The average property tax for a single-family home was $3,719, up 4.4% from $3,561 in 2019.

“Homeowners across the United States in 2020 got hit with the largest average property tax hike in the last four years, a sign that the cost of running local governments and public school systems rose well past the rate of inflation,” said Todd Teta, chief product officer for ATTOM Data Solutions. “The increase was twice what it was in 2019.”

Recent homebuyers have mortgages with ultra low interest rates that may contain some of the cost of homeownership, he said. “But the latest tax numbers speak loud and clear about the continuing pressure on both recent and longtime homeowners to support the rising cost of public services.”

To determine the property tax estimates, the report looked at property tax data collected from county tax assessor offices nationwide at the state, city and county levels, along with estimated market values of single-family homes.

Because property tax rates vary so widely, a common way to compare tax rates is to look at the effective tax rate. An effective tax rate looks at how much a homeowner pays in taxes compared to the value of their home. Across the US, the report found that the effective property tax rate – an estimate of the average percentage of a property’s value that is paid annually in taxes – was 1.1% in 2020, down slightly from 1.14% in 2019.

States with the highest effective property tax rates in 2020 were New Jersey at 2.2%, followed by Illinois at 2.18%, Texas at 2.15%, Vermont at 1.97% and Connecticut at 1.92%. The other five states in the top ten included New Hampshire, New York, Pennsylvania, Ohio and Nebraska.

States with the lowest effective property tax rates last year were Hawaii at 0.37%, Alabama at 0.44%, West Virginia at 0.51%, Colorado at 0.54% and Utah at 0.54%.

New Jersey was also the state with the highest average property tax on a single-family home, at $9,196. That was more than ten times higher than the average tax in Alabama, which had the lowest average property tax at $841.

More than half of the cities that the report looked at showed property tax rates increasing faster than the national average. Those with the fastest increases included Salt Lake City, up 11.4%; San Francisco, up 11.1%; San Jose, up 10.8%; Seattle, up 10.3% and Atlanta, up 10.2%.

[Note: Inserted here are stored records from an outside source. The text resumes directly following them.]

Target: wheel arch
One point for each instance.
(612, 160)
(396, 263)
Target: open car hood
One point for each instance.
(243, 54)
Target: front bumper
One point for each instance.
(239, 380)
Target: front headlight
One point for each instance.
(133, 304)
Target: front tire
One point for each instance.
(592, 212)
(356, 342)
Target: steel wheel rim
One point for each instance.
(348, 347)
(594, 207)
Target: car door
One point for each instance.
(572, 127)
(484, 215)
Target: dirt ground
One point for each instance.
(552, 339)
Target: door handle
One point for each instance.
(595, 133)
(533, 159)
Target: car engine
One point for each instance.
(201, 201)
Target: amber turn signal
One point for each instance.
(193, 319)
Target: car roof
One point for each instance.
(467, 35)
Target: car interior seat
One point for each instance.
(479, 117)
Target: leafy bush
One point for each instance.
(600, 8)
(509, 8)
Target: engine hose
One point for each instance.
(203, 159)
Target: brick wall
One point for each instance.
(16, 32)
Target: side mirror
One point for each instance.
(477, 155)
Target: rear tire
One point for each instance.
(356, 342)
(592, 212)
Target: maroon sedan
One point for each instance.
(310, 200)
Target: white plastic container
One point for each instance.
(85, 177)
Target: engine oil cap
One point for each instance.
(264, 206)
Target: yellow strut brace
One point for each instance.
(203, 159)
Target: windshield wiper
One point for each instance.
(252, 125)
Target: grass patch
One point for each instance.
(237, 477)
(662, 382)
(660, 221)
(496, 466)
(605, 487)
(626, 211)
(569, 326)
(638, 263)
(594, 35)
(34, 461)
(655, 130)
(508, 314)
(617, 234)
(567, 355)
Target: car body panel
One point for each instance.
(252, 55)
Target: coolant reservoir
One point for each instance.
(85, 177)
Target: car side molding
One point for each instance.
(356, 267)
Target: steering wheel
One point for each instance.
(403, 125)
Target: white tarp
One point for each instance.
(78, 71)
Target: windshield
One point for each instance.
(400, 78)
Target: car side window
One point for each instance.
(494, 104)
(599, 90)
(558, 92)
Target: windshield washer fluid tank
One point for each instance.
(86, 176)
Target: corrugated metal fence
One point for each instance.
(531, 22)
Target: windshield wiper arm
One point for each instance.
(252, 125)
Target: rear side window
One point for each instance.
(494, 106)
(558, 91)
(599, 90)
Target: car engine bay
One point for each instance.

But the region with the highest effective tax rates in its cities is the Northeast, where 12 of the top 20 fastest rates were located.

There were 16 counties that had average annual property taxes of more than $10,000, including 12 in the New York City area.

The top five were Rockland County, New York, at $13,931; Marin County, California, at $13,257; Essex County, New Jersey, at $12,698; Nassau County, New York, at $12,386 and Bergen County, New Jersey, at $12,348.